In The Hull Of The Temple

Deep Listening and Ambient Roosting in The Heart of The City

OtherSide Maps

3 min read

Watching the schoolkids sniffling and coughing their way onto the already crowded bus, as the windows begin to steam up with the shared breath of a hundred strangers, on this freezing November day - I begin to seriously question what the hell we are doing going into the city centre, voluntarily, at school kick out time, during xmas shopper mayhem season.

But here we are.

It's 3.30 pm and already the weak, lemony light is beginning to fade. We will be too late for the birds, well, possibly some night gulls, but that's about it.

We're on a mission to make some ambient recordings for our music and sound art project, wrapped up in scarves and gloves with a loose plan to head to Temple Church, the two of us are feeling less than enthusiastic at this moment in time.

Escaping the intensity of shrieking and crisp packets on to Old Market, it's a relief to breathe some unshared air, but the icy wall of chill that slaps us in the face as we alight really gets me thinking maybe this was a stupid idea.

It's bloody freezing.

With the cacophony of traffic, sirens, shoppers, building sites, workers on their way home and students surging in and out of buses - it's difficult to imagine why we had thought this might be a good plan. There is certainly noise - but is it the right kind of noise? Can ambience be this hectic?

Making our way through the dusky back streets, already beginning to tune in to the sounds around us, I notice an antagonistic sounding monologue close behind and prickle at the perceptible stress that travels further than usual through the crisp, taught air. Car horns beeping, pedestrian crossings bleeping, distant shouts and screeches, the clanging and banging of girders and cranes, generators and industrial vents - it's an orchestra of bustle.

New buildings are springing up everywhere, and even though it wasn't long since I was last here, I struggle to find my way to the Temple gardens, due to the constantly changing layout of streets and new blocks.

The gardens have been completely enclosed by towering structures now - the crooked spire barely visible between the tall office blocks, apartment complexes and hotels. But it is there.

The Temple Church, also known as The Holy Cross Church, or as I like to call it - 'The Temple of The Rose' due to it's extensive, well kept rose gardens - is a ruined church in the Redcliffe area of central Bristol, UK, and is one of my favourite atmospheric zones in town.

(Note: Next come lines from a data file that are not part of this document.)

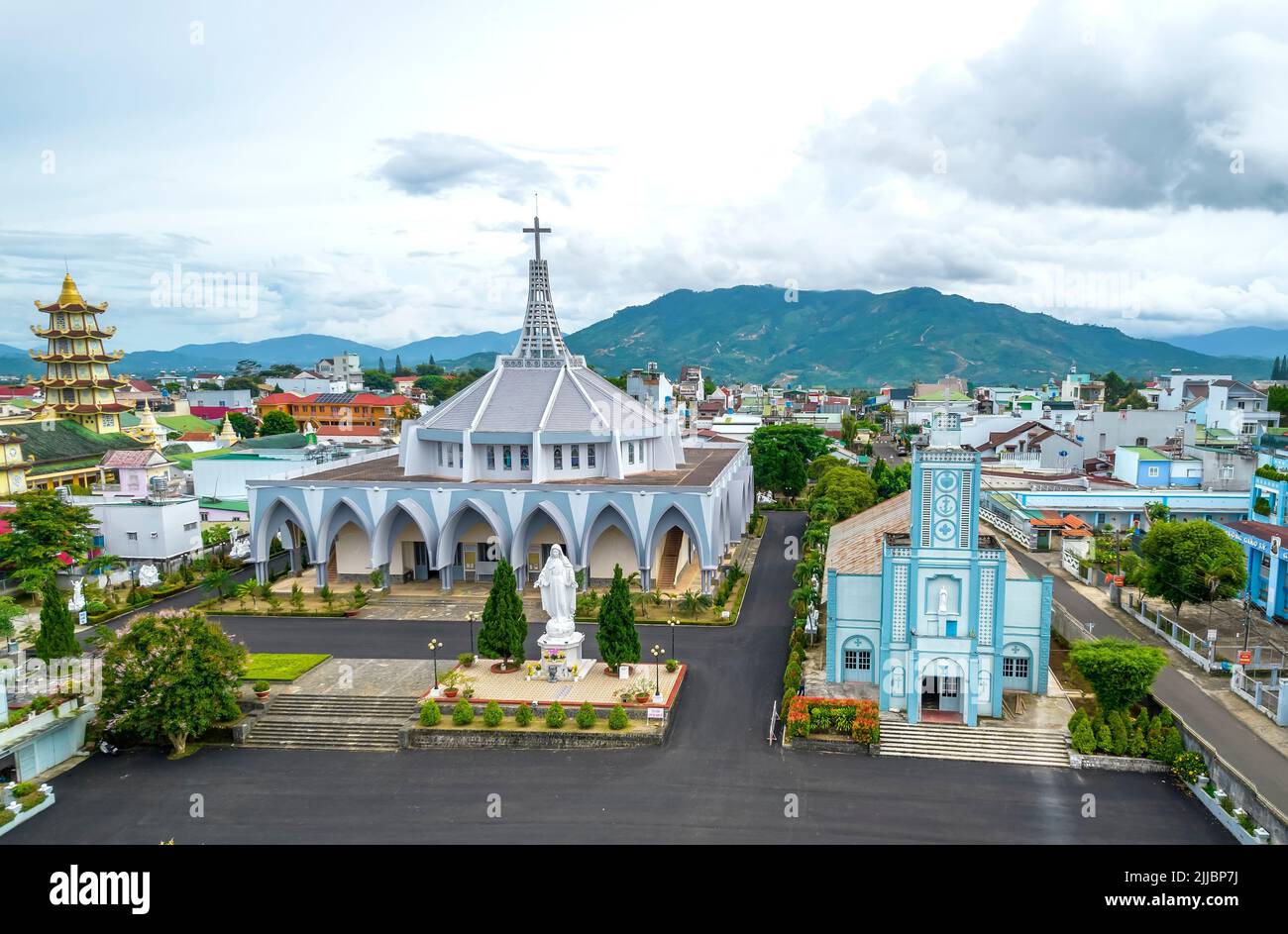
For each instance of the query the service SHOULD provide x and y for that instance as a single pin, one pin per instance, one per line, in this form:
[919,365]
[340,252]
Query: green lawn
[279,668]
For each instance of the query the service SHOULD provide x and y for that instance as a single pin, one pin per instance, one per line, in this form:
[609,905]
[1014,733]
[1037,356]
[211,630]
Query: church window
[1016,668]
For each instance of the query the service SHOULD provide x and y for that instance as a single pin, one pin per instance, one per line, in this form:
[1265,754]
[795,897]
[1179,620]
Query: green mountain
[853,338]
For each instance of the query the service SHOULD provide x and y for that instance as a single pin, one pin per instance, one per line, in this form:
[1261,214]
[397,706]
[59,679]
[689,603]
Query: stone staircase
[670,558]
[333,722]
[983,744]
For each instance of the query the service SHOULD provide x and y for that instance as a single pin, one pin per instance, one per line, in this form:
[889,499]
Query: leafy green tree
[277,423]
[505,625]
[170,676]
[618,642]
[1121,673]
[1183,557]
[219,579]
[243,424]
[43,526]
[56,635]
[849,489]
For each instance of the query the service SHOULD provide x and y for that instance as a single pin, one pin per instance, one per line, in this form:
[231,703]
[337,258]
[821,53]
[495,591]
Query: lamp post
[434,644]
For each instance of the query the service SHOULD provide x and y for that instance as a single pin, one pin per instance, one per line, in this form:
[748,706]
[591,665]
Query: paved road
[1249,754]
[716,779]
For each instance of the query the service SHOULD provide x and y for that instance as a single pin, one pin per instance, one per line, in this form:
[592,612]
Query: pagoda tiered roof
[69,300]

Originally a round church of the Knights Templar, it was built on land granted by Robert of Gloucester sometime between 1128 and 1147 - which would make it one of the earliest Knights Templar churches in England - a fact which doesn't seem to be much noted in the local historical literature.

Although only the remains of the later square church are now standing, the footprint of the original round Templar church is marked out within the ruins, and extensive renovations have been recently completed in order to make the space safely accessible to the public.,_Bristol

It is an atmospheric site for many reasons, but a major aspect of it's ambience may be a modern phenomenon. Who knows what it sounded like here a thousand years ago? But now, with the flanking of the gardens by tall concrete edifices all around, it has the strangest acoustic properties, which are immediately apparent as soon as you pass through the gates.

We intuitively make our way over to a bench in an area where the sound feels the most interesting, and set up the mic.

As soon as the Record button is hit, everything changes. Forced into silence and aware of what the mic is gathering - the chaotic sounds and random noises begin to sing a previously unheard song, as though the act of listening itself affects the composition.

Gulls move overhead from East to West and their calls bark back in a perfect delay as they go.

The clangs of girders so perfectly reverberated they become resonant in the cold air, build up barely audible tones and infrasounds which amalgamate into symphonies with distant buses and trains.

A helicopter purrs through the hum and it's vibrations swirl around the amphitheatre in subtle repeats.

Starlings begin to arrive in the tree behind us, rustling and squeaking, and the sounds of lorries braking in the distance send deep bellowing cries through the ascending swooshes and splashes of passing traffic in full 360 surround sound.

When we listen to the recording later - it sounds like being inside the hull of a giant ship, or perhaps in an enormous dockyards warehouse. You would never guess where it was actually recorded. But we're looking forward to incorporating some of it into our later work.